Roger Penske is a brilliant man. No question about it. But I can't imagine
what he really thinks? Is ISC (Roger is a major shareholder and sits on the
Board of Directors) forcing him to side with the IRL to bolster attendance
at their oval tracks? He has been rather quiet of late, preferring to put
Tim Cindric and Gil and Helio as "Front Men". Now these three gentlemen are
good and honorable men, and it must be extremely painful for them to go
before the media and mouth these 'verbal PR sound bites.' We wonder if
this has anything to do with Roger recently selling almost a $1 billion worth
of ISC stock recently.
For Cindric, it's "we need one series", almost as if they are afraid that
CART, under Pook's leadership, is gaining momentum. They will need to run
the Marlboro "Colors" at Long Beach, St. Petersburg, Miami, Toronto,
Cleveland, etc, in order to race in front of some fans, hence perhaps why
they want one series.
For Gil, it must be much more painful. He has to say that "the IRL is a very
competitive Series"...blah, blah and more blah". I still cannot forget the
look on his face at Fontana last November when I said 'Good luck in the IRL
next year, we're going to miss you.' It was sadness and pain. And then
there was his 2000 Fontana "Pole Winner's Press Conference" (he qualified at
242MPH/30.222 seconds) when he was asked about future changes to Champ car
specs. He said, "I don't really care what they do as long as the cars
remain a challenge to drive." And can you believe that in
Saturday's Indianapolis Star he was quoted as saying he much prefers the
slower more stable IRL cars now than Champ Cars. He's right about
that, the powerful and downright scary Champ Cars, like F1 cars, are only
meant for the best of the best, and for drivers who want to compete at the
very highest levels.
Hmm, some challenge in driving an IRL car, as Juan Montoya referred to as
"My Tractor", and later said in Autosport magazine...(IRL CAR) "too much
downforce and too little horsepower". At Fontana the drivers said they were flat
out all the way around with their car fully trimmed out. Is this a show
or a sport?
ISC could have tried to market Southern California's huge Hispanic
community. After all, Los Angeles is the second largest Mexican city in the
world next to Mexico City. However, ISC has not done very well with Miami's
Hispanic market either.
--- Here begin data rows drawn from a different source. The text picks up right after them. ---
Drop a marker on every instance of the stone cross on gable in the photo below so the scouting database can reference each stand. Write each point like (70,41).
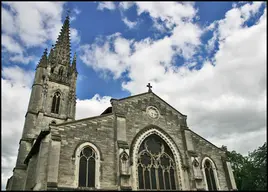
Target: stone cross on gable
(149,86)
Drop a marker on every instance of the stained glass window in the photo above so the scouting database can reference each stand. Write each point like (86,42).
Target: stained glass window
(156,165)
(87,164)
(210,176)
(61,71)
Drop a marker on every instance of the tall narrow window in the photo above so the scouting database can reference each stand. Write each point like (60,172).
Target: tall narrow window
(87,167)
(156,165)
(52,70)
(210,177)
(61,71)
(55,103)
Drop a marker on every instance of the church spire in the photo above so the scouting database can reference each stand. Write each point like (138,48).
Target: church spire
(62,49)
(43,60)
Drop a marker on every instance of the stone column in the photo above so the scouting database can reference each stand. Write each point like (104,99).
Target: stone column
(53,162)
(122,154)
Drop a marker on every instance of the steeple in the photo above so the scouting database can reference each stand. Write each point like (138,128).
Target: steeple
(43,60)
(62,49)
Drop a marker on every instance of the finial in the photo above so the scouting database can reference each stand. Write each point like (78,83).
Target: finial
(68,12)
(149,86)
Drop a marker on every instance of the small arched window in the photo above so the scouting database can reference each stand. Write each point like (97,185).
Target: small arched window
(87,167)
(53,122)
(61,71)
(52,70)
(55,103)
(209,171)
(124,160)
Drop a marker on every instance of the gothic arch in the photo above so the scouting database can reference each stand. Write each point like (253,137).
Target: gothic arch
(61,71)
(135,146)
(97,157)
(57,90)
(215,174)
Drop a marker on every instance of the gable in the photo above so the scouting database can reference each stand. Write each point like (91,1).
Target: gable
(144,100)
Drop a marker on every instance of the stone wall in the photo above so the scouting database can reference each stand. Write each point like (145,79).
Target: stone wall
(98,131)
(102,131)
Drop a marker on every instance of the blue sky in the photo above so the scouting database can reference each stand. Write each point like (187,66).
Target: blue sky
(207,59)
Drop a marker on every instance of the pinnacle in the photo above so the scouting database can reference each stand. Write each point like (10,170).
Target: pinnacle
(62,47)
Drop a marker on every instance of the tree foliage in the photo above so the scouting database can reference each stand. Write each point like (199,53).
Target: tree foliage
(250,171)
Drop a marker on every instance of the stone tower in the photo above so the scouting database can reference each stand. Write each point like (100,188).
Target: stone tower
(52,100)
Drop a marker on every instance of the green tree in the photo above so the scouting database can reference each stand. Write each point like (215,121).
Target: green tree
(250,171)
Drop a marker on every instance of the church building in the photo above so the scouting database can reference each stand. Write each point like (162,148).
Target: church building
(138,143)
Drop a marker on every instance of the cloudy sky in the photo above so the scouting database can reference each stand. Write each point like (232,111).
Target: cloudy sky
(207,59)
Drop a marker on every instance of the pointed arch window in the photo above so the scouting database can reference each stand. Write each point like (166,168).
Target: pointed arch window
(156,165)
(56,103)
(209,171)
(87,167)
(61,71)
(52,70)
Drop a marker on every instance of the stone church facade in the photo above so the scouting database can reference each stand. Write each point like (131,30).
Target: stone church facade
(139,142)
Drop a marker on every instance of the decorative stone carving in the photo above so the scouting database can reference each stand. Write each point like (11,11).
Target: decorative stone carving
(124,164)
(152,112)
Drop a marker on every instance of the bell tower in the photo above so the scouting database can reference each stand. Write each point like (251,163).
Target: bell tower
(53,99)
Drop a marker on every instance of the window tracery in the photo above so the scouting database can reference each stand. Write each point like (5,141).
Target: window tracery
(210,177)
(87,167)
(56,103)
(156,165)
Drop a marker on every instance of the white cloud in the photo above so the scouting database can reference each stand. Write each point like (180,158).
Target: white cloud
(75,37)
(16,84)
(21,31)
(170,13)
(236,17)
(11,45)
(126,5)
(129,24)
(77,11)
(34,32)
(225,98)
(92,107)
(106,5)
(74,15)
(8,23)
(101,59)
(22,59)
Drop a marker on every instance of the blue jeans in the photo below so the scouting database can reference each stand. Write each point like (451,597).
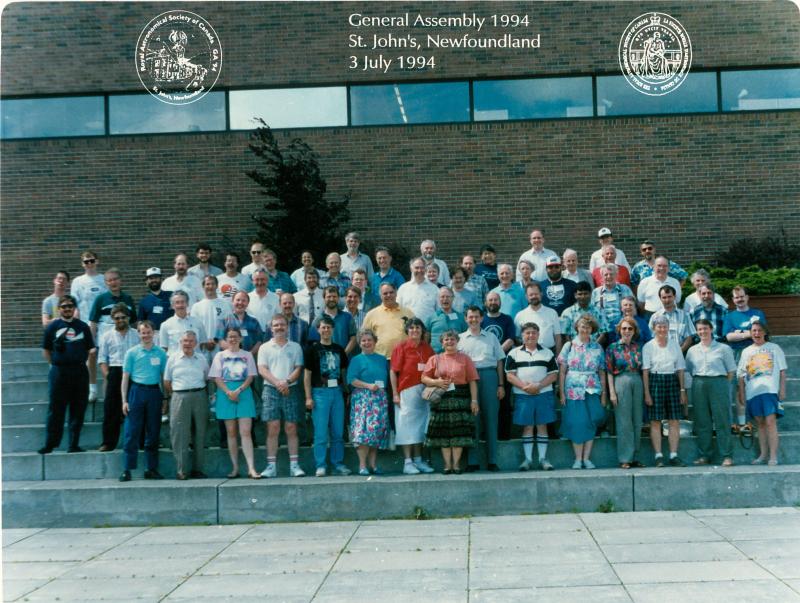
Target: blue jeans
(144,412)
(328,417)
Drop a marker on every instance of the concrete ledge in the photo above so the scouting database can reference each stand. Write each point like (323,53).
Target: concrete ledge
(703,488)
(95,503)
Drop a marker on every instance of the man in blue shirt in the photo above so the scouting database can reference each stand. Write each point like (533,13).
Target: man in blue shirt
(66,345)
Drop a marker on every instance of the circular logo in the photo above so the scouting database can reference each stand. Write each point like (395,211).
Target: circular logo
(655,54)
(178,57)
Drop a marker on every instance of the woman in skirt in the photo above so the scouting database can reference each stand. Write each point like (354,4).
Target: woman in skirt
(664,390)
(411,411)
(582,387)
(452,423)
(369,413)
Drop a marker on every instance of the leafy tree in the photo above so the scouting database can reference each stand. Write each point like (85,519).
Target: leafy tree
(297,215)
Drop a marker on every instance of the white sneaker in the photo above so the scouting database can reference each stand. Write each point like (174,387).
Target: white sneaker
(423,467)
(411,469)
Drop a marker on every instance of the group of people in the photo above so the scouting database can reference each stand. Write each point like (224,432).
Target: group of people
(439,360)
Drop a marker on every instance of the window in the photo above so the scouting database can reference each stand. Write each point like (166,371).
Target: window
(755,90)
(533,98)
(51,117)
(143,114)
(289,108)
(409,103)
(697,94)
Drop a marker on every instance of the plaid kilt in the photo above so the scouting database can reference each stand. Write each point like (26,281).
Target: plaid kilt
(666,394)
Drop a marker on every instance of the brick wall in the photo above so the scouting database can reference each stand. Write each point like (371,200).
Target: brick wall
(692,183)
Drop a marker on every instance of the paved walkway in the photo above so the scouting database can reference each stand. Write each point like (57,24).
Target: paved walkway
(730,555)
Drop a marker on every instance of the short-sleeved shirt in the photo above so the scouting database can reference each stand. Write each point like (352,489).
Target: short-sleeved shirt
(458,367)
(408,361)
(546,318)
(558,295)
(484,348)
(444,321)
(663,360)
(388,325)
(156,308)
(761,367)
(280,360)
(325,362)
(501,326)
(369,368)
(713,361)
(531,365)
(736,320)
(145,366)
(114,345)
(186,372)
(233,366)
(68,342)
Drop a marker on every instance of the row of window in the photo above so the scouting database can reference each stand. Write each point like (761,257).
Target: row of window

And of course, IRL does not have the 'Mexican fan
magnate' Adrian Fernandez or now, the "Three Musketeers" , Adrian, Michel and
Mario. Mexicans are big race fans, and after 6 years or more of the CART/IRL
war, they too, have already made up their collective mind that in America,
"IRL is La Segunda Serie".
Shav Glick also said
in his recent LA Times article something that has been written about many
times on AutoRacing1, that perhaps Messrs. George and Penske fail to
appreciate, "There is reason to believe that even if open wheel racing were
to become a single series again, the damage done is so severe, that there
may be no return to Indy Car's glory days, especially on the oval tracks.'
The only hope appears to be the path CART has taken, running mostly road and
street circuits and just a few select oval races where the market can
As I concluded in my article "Stranger in a Strange Land",
save for the INDY 500, open wheel oval track racing is an endangered species
in the USA. In fact, if open wheel oval track racing was a human being
Tony George would be convicted of "willful, deliberate and pre-meditated
murder in the first degree"! In ISC/Tony George's desire to
they wound up killing the IRL @ Fontana... A victim of "Friendly Fire"!